8

I try to open a UTF-8 encoded .csv file that contains (traditional) Chinese characters in R. For some reason, R displays the information sometimes as Chinese characters, sometimes as unicode characters.

For instance:

data <-read.csv("mydata.csv", encoding="UTF-8")

data

will produce unicode characters, while:

data <-read.csv("mydata.csv", encoding="UTF-8")

data[,1]

will actually display Chinese characters.

If I turn it into a matrix, it will also display Chinese characters, but if I try to look at the data (command View(data) or fix(data)) it is in unicode again.

I've asked for advice from people who use a Mac (I'm using a PC, Windows 7), and some of them got Chinese characters throughout, others didn't.

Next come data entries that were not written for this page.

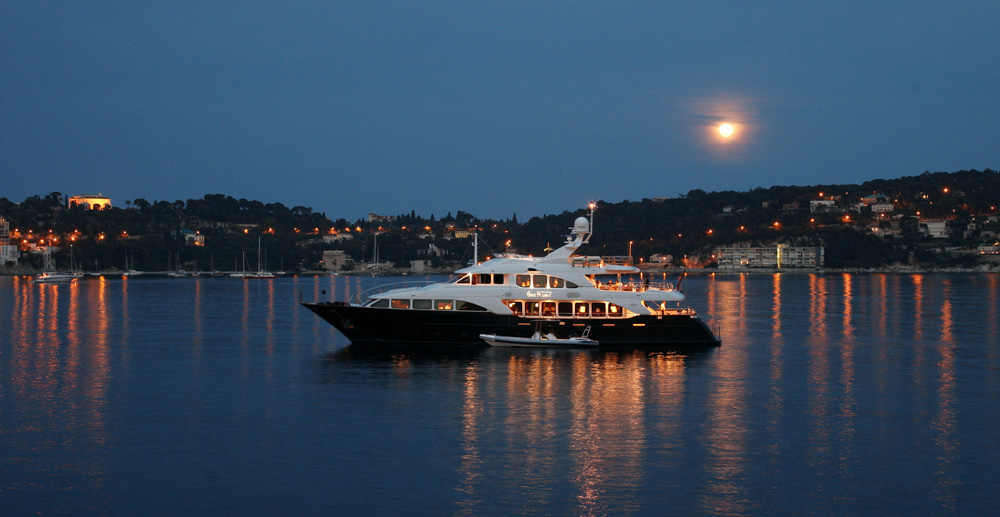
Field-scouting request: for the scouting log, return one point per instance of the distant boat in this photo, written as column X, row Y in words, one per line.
column 260, row 268
column 542, row 338
column 129, row 267
column 51, row 277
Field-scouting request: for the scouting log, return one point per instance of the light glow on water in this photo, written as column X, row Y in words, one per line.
column 116, row 394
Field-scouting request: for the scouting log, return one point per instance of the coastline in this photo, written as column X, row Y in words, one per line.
column 900, row 270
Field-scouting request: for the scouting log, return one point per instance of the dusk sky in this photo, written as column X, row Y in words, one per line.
column 494, row 108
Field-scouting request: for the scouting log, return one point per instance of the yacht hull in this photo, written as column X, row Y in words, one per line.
column 385, row 326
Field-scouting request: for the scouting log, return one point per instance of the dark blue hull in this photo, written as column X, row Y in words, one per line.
column 366, row 325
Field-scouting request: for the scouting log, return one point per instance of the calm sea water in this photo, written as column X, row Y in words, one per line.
column 830, row 394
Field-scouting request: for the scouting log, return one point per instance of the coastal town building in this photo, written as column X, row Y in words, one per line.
column 780, row 256
column 935, row 229
column 337, row 260
column 8, row 254
column 90, row 202
column 822, row 205
column 193, row 238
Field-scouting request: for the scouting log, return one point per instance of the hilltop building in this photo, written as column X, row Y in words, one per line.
column 90, row 202
column 780, row 256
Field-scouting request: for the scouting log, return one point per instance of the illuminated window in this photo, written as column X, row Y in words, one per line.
column 469, row 306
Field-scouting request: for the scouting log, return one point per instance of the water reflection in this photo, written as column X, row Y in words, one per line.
column 823, row 385
column 595, row 410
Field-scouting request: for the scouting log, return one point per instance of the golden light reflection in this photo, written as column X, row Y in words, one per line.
column 58, row 367
column 776, row 307
column 945, row 421
column 817, row 306
column 601, row 403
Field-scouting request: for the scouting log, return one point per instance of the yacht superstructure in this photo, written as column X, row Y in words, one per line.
column 508, row 294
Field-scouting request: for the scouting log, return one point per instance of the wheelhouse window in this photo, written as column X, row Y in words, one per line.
column 488, row 278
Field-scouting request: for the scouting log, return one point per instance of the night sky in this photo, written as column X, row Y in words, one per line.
column 494, row 108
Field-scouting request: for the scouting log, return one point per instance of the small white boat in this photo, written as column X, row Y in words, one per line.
column 540, row 340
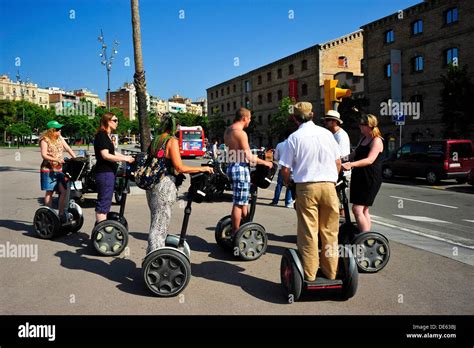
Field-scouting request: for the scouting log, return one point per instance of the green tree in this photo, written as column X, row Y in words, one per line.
column 19, row 130
column 457, row 102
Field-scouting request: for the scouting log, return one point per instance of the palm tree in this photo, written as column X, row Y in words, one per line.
column 139, row 78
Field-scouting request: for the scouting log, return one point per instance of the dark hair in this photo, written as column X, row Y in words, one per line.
column 240, row 114
column 168, row 124
column 104, row 121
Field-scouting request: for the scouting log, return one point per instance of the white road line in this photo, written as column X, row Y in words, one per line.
column 422, row 219
column 423, row 234
column 415, row 200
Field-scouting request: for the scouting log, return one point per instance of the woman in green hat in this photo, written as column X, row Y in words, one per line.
column 52, row 146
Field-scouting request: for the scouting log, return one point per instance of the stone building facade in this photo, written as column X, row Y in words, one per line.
column 298, row 76
column 430, row 35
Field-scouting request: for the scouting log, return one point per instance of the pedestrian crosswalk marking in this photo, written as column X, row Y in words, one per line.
column 422, row 219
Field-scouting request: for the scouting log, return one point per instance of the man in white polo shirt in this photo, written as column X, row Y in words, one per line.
column 313, row 156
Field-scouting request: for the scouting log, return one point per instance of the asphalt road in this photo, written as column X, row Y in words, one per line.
column 424, row 275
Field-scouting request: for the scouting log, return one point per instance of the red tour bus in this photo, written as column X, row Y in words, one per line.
column 191, row 141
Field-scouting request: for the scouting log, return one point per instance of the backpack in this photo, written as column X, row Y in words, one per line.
column 151, row 166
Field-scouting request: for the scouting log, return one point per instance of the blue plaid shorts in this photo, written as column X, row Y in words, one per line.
column 240, row 176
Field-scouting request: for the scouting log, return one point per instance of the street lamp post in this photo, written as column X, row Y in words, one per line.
column 107, row 62
column 22, row 92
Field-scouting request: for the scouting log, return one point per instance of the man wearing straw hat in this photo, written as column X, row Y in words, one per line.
column 333, row 122
column 314, row 157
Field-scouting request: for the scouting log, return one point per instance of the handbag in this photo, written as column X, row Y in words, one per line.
column 151, row 167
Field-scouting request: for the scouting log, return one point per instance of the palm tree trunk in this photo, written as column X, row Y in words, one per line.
column 139, row 79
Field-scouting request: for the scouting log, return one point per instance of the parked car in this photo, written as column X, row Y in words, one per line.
column 433, row 160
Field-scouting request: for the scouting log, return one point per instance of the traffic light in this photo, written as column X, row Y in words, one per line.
column 333, row 94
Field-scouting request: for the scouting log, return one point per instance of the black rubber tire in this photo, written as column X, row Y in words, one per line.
column 432, row 177
column 223, row 233
column 116, row 217
column 78, row 218
column 114, row 232
column 387, row 172
column 250, row 242
column 347, row 233
column 348, row 273
column 46, row 223
column 290, row 277
column 159, row 264
column 375, row 246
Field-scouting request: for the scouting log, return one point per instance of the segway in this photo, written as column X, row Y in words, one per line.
column 110, row 237
column 47, row 222
column 294, row 285
column 372, row 249
column 167, row 270
column 250, row 241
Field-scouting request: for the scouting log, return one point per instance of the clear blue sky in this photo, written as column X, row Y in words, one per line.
column 183, row 56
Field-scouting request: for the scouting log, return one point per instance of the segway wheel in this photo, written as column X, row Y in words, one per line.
column 250, row 241
column 223, row 233
column 116, row 217
column 46, row 223
column 347, row 271
column 372, row 251
column 109, row 238
column 77, row 217
column 291, row 280
column 166, row 271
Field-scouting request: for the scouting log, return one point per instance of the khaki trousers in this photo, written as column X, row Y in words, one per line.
column 317, row 208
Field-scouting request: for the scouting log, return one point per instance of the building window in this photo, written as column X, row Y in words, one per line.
column 342, row 62
column 418, row 64
column 451, row 55
column 269, row 98
column 417, row 27
column 247, row 86
column 451, row 15
column 304, row 65
column 304, row 89
column 418, row 99
column 389, row 36
column 387, row 70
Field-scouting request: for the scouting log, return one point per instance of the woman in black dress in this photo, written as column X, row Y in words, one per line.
column 366, row 177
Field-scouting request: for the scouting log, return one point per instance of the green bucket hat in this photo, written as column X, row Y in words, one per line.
column 54, row 124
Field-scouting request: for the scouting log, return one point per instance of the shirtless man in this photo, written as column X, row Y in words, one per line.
column 240, row 158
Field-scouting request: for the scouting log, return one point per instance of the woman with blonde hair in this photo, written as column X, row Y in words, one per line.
column 366, row 171
column 52, row 146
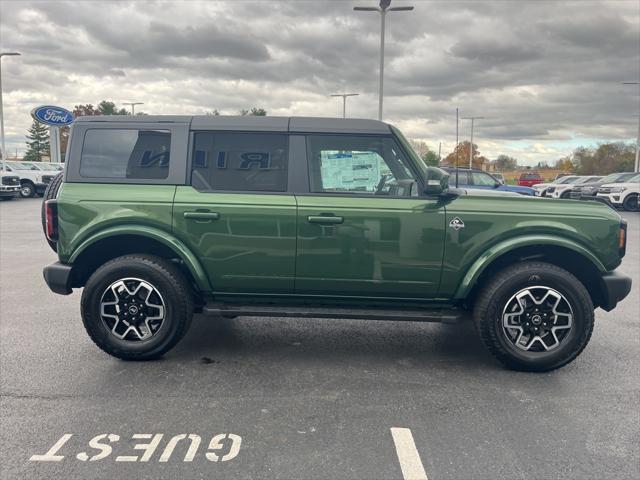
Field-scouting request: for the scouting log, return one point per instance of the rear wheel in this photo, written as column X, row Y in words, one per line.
column 534, row 316
column 137, row 307
column 631, row 203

I tried to save the original data as a table instead and read it into R this way - same result. I tried running the script in RStudio, Revolution R, and RGui. I tried to adjust the locale (e.g. to chinese), but either R didn't let me change it or else the result was gibberish instead of unicode characters.

My current locale is:

"LC_COLLATE=French_Switzerland.1252;LC_CTYPE=French_Switzerland.1252;LC_MONETARY=French_Switzerland.1252;LC_NUMERIC=C;LC_TIME=French_Switzerland.1252"

Any help to get R to consistently display Chinese characters would be greatly appreciated...

Levon
  • 138,105
  • 33
  • 200
  • 191
user1445297
  • 91
  • 1
  • 1
  • 4
  • Hm, this looks like a bug. For those interested, it is easily reproducible with this code: `x=c('中華民族');x;data.frame(x)`. Don't try pasting that code into the R Editor, just paste it right into the console or it won't work. – nograpes Aug 02 '12 at 02:29
  • See my answer at http://stackoverflow.com/questions/22876746/how-to-read-data-in-utf-8-format-in-r – Sathish Apr 10 '14 at 05:20

2 Answers2

4

Not a bug, more a misunderstanding of the underlying type system conversions (the character type and the factor type) when constructing a data.frame.

You could start first with data <-read.csv("mydata.csv", encoding="UTF-8", stringsAsFactors=FALSE) which will make your Chinese characters to be of the character type and so by printing them out you should see waht you are expecting.

@nograpes: similarly x=c('中華民族');x; y <- data.frame(x, stringsAsFactors=FALSE) and everything should be ok.

jcb
  • 167
  • 7
  • 1
    Actually, that doesn't work for me. Try running that code and then `print(y)`. I have made [a question about this](http://stackoverflow.com/questions/17715956/why-do-some-unicode-characters-display-in-matrices-but-not-data-frames-in-r) more directly addressing the problem. – nograpes Jul 18 '13 at 06:25
  • Interestingly, that now works for me (I switched to a different computer in the meantime, which might or might not make a difference). Thanks! – user1445297 Sep 24 '14 at 21:15
2

In my case, the utf-8 encoding does not work in my r. But the Gb* encoding works.The utf8 wroks in ubuntu. First you need to figure out the default encoding in your OS. And encode it as it is. Excel can not encode it as utf8 properly even it claims that it save as utf8.

(1) Download 'Open Sheet' software.

(2) Open it properly. You can scroll the encoding method until you see the Chinese character displayed in the preview windows.

(3) Save it as utf-8(if you want utf-8). (UTF-8 is not solution to every problem, you HAVE TO know the default encoding in your system first)

MLE
  • 1,033
  • 1
  • 11
  • 30